For nearly 30 years, Griffith represented the people of the 40th Assembly District, the East New York section of Brooklyn. East New York was so plagued by drugs, poverty and gun violence that it was known as “the murder capital of New York City.” As a consequence of the crack epidemic of the closing decades of the 20th century, it has had way more than its share of innocent victims paralyzed by gunshot wounds.
Paul Richter sustained a spinal cord injury when he was shot by a man he had pulled over outside of Lake Placid who had just stolen a trunkload of handguns from a sporting goods store. Had Paul not stopped him, those guns would have ended up on the streets in criminal hands. What happened to him should remind us of the terrible cost of controlling commerce in illegal guns.
I had the good fortune of bringing Richter and Griffith together in the spring of 1998 when Griffith agreed to sponsor Richter’s bill. There was something compelling about this partnership between the state trooper who was gunned down on a country road in the Adirondacks and the politician who represented an inner city neighborhood where criminal gun violence was almost a daily occurrence. For both of them, and for all the people who will benefit in years to come as a result of the research program they created, this was a truly great achievement. I can only hope that Assemblyman Griffith’s colleagues in the Legislature, of which Governor David Paterson was one, will not allow his achievement to be undone in this year’s budget.
The Constantine Institute
Who Will Care?
To the Editor:
Chet Hardin’s article on Michael Breslin’s vision for long term care in Albany County [Mr. Breslin’s Vision, Jan. 28] had some valid points about the benefits of home care, but does not take into consideration patients with Alzheimer’s.
My father was diagnosed with Alzheimer’s at age 59. My mother was his primary caregiver, with some help from my husband and myself. For eight years he was not a candidate for a home health aide, assisted living, or a nursing home. Then, all of a sudden, although he functioned perfectly well at choir practice that one day, he could not remember how to sit in a chair, or use the toilet.
My mother was already having my father evaluated for assisted living, nursing home or home care. Now, “suddenly,” some home care agencies felt that my father had gone beyond their scope of practice. We looked at assisted living facilities with dementia units. We were told that they were based on a “social model” not a “medical model.” This translated to he didn’t qualify because he had a breathing machine to help with his sleep apnea and he couldn’t manage it himself. How is it possible to consider assisted living facilities a viable option for individuals with Alzheimer’s, if they are conditional on these individuals’ ability to operate complex medical equipment?

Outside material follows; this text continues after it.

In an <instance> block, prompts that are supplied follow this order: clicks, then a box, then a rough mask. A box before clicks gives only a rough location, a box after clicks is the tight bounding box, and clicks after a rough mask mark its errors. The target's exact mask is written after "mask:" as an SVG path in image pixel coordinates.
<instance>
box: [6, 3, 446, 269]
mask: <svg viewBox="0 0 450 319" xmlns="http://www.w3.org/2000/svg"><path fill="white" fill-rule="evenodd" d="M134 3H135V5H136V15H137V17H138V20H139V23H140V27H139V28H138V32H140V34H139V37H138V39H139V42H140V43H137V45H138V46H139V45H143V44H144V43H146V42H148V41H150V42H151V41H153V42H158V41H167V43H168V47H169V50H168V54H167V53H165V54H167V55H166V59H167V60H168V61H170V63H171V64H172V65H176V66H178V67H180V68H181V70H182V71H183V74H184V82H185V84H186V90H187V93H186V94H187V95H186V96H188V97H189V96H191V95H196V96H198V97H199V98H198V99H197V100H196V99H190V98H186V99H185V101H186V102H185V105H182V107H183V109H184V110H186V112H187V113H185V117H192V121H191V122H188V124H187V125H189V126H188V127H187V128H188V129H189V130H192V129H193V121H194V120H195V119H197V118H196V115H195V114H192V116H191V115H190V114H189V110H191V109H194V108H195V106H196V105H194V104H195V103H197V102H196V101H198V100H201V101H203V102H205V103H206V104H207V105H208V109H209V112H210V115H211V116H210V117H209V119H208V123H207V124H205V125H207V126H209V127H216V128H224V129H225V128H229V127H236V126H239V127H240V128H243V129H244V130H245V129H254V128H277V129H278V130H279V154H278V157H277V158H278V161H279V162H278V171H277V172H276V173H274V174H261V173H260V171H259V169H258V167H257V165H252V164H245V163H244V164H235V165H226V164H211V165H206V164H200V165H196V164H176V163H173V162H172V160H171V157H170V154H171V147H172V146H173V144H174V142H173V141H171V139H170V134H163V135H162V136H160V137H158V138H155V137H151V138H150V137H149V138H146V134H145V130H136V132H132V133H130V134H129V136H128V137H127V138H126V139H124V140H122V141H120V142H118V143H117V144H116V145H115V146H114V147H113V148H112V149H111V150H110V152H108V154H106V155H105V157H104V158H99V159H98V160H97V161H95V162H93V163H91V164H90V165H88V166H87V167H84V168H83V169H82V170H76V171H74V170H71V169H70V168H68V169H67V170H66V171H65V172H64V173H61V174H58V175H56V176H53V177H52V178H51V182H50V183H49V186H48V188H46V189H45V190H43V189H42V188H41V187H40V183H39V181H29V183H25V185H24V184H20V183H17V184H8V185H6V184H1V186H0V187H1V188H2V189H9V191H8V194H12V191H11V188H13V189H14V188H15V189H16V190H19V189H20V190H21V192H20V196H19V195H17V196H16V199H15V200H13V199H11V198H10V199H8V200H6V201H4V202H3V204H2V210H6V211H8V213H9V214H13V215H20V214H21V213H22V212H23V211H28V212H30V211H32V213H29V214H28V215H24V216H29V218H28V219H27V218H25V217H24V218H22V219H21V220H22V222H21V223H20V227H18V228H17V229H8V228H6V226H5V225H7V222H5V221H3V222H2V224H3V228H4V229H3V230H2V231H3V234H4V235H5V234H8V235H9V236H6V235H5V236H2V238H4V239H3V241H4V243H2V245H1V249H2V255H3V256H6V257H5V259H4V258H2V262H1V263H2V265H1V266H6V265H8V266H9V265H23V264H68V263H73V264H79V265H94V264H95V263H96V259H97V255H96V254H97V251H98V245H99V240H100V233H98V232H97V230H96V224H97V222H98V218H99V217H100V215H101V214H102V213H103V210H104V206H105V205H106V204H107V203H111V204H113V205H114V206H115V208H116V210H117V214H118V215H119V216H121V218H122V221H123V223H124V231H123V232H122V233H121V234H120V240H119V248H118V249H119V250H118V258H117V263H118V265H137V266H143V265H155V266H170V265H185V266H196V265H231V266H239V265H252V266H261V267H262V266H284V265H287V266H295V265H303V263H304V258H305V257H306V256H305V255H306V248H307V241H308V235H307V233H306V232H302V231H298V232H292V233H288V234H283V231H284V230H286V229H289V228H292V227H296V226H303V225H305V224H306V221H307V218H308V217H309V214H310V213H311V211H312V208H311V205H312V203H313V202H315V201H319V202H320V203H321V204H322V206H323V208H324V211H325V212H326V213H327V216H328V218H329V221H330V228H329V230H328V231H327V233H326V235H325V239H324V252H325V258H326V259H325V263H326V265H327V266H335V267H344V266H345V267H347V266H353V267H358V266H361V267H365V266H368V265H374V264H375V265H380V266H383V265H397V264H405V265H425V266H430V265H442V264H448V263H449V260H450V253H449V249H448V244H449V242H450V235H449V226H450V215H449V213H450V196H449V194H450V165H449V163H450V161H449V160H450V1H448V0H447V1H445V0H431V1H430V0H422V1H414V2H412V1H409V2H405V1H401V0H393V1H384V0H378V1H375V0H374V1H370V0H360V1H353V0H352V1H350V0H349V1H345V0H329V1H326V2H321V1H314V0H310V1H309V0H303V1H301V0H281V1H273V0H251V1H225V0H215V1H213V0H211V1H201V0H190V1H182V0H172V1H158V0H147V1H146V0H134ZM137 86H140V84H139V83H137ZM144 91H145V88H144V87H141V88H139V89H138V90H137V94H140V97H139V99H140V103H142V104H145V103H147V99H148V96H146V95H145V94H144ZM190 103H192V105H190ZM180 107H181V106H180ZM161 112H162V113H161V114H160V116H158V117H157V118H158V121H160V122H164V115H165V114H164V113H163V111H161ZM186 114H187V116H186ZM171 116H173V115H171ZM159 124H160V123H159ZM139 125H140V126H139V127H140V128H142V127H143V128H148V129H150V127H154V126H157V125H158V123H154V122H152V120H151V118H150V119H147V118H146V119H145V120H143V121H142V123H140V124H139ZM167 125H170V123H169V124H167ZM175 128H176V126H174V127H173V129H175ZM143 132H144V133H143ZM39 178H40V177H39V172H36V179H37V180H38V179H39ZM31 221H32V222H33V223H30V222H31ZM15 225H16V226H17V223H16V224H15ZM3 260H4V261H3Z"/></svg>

Now these criteria left us with a nursing home as the only option. My parents had long term care insurance and were thus able to consider private nursing homes. Unfortunately, none had room. No nursing home had room for my father and home care wouldn’t serve him! How would Mr. Breslin address this problem? He discusses private nursing homes picking up the slack met by a closed county facility, but is this realistic? In just a few months, my father had gone from “safe at home” to unable to do anything for himself. In his case it happened with astonishing speed.
Finally, on the day my mother had spent hours trying to get my father into the car to go to their support group meeting, the facilitator at the support group realized he “didn’t look right” and called an ambulance. Doctors at the hospital were dismissive and indicated my mother was wrong to bring in a “patient not in need of emergency care” until he had to go to the bathroom and it took a team of trained professionals to get him there. And then they were astounded that my mother had been caring for him by herself. Magically, he was immediately installed at the hospital for a couple of weeks until a bed opened at Daughters of Sarah. He died after a couple of weeks there.
I did not read anything in this article that addressed how individuals with Alzheimer’s would be better served by having one less nursing home to turn to.